In some instances, whole movements have been forgotten, as in the case of the Women’s Missionary movement. Here was a mighty army of millions of American women determined to turn the world upside-down. They sent thousands of single women abroad as emissaries of Christ. Yet this incredible crusade is not mentioned in church-history texts—or even in most missions-history texts. These women functioned differently in many ways from their male counterparts, and for this reason alone it is important to study the movement and glean from it both its positive and its negative lessons for modern-day missionaries.

In other instances, one finds that history books have been revised to reflect more accurately the impact of individuals or movements, but these changes have not filtered down to the average person in the pew. The Pentecostals are an example. Once deemed little more than “holy-roller” misfits, they are today at the forefront of the world Christian movement. But the origin of this vast Christian network is not widely known. William J. Seymour was the man of the hour—a preacher from Texas who arrived in Los Angeles in the spring of 1906. Within weeks he had turned an abandoned ramshackle Methodist church on Azusa Street into a Holy Ghost revival center, and the shouts were heard around the world. While many lay people have heard about the Azusa Street revival, and maybe even of William Seymour, few know that this key individual was black.
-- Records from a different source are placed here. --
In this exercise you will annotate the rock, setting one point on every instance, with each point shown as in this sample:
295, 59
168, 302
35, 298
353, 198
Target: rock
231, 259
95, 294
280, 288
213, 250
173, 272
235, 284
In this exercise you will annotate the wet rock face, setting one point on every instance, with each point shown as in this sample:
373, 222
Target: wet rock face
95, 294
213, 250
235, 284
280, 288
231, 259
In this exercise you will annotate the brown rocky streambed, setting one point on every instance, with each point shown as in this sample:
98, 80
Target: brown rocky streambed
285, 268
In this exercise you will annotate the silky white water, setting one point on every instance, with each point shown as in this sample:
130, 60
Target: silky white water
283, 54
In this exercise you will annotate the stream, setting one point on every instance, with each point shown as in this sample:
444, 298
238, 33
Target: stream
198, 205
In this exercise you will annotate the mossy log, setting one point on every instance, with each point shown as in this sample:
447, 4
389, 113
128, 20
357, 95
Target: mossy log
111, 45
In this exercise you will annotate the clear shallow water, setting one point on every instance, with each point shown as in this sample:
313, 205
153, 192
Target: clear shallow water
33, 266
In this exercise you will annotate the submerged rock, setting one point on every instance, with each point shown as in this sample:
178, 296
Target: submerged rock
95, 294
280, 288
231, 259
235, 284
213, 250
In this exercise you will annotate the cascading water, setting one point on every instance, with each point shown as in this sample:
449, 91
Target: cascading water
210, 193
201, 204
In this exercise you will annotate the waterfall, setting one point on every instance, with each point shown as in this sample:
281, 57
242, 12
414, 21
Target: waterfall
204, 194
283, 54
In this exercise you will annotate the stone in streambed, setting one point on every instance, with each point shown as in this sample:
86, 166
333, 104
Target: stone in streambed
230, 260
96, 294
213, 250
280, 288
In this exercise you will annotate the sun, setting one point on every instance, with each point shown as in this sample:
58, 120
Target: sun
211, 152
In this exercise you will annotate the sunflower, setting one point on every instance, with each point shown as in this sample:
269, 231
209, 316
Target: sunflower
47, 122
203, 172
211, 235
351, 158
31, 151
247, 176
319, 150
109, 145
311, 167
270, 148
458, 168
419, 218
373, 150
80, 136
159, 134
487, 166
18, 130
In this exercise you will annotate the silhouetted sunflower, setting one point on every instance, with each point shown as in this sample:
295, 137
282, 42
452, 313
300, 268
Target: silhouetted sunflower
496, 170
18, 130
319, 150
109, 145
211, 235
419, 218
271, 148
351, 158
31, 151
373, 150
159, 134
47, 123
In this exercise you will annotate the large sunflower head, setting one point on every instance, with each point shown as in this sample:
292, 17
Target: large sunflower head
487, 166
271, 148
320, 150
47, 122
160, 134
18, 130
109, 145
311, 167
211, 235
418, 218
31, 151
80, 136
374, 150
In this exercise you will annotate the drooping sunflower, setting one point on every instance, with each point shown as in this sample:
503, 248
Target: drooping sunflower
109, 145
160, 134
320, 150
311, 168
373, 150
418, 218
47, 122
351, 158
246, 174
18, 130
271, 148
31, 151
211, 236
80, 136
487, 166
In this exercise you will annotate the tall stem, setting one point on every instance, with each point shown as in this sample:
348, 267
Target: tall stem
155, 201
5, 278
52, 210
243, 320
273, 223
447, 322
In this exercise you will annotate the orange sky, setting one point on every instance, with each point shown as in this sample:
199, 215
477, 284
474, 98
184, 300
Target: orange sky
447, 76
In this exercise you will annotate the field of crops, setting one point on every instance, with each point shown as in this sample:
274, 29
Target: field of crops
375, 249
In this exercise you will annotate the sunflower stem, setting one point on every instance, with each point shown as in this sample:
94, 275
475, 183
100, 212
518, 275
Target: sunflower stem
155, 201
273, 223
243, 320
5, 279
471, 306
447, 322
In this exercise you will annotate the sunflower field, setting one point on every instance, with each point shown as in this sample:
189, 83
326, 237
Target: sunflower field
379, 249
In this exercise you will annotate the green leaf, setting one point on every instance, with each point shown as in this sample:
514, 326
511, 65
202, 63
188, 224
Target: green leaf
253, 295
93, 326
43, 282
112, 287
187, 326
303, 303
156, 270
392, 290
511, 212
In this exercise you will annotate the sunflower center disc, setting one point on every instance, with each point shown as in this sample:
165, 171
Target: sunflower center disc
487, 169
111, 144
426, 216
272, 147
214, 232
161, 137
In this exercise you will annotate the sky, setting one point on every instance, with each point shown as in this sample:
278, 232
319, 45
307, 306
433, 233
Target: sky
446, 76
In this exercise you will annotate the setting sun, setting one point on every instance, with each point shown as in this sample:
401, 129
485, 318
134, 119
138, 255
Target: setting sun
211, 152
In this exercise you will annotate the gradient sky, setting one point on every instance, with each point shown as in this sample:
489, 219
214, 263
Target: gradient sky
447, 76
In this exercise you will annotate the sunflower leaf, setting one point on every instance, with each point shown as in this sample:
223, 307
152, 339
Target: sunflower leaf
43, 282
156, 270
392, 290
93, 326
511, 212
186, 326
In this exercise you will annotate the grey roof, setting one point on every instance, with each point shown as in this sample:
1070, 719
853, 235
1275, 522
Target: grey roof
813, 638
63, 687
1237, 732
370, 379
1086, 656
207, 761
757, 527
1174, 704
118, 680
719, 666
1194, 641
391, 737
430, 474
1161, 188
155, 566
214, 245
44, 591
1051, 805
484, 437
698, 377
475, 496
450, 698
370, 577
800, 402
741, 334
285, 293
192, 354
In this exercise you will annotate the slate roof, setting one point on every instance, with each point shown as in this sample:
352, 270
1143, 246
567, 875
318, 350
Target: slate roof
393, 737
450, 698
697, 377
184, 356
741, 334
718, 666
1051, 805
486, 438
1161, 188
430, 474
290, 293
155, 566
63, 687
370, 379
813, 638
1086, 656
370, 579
Most church historians do not object to permitting William Seymour, or Samson Occum or Katherine Zell, to join the parade of the white, male heroes of history. So, solving the problem sounds easy. We continue to highlight the “giants” of the faith and simply add another hundred pages to fit in all the rest. But it is not that simple. We need to re-examine the lens we use to view church history. Like the writers of Scripture, we need to focus on the significance of women, minorities, and those of various cultures. Only by using this more inclusive lens will we have any hope of seeing the full spectacle of what God is accomplishing on earth through his church—and any hope of seeing him, and each other, more clearly.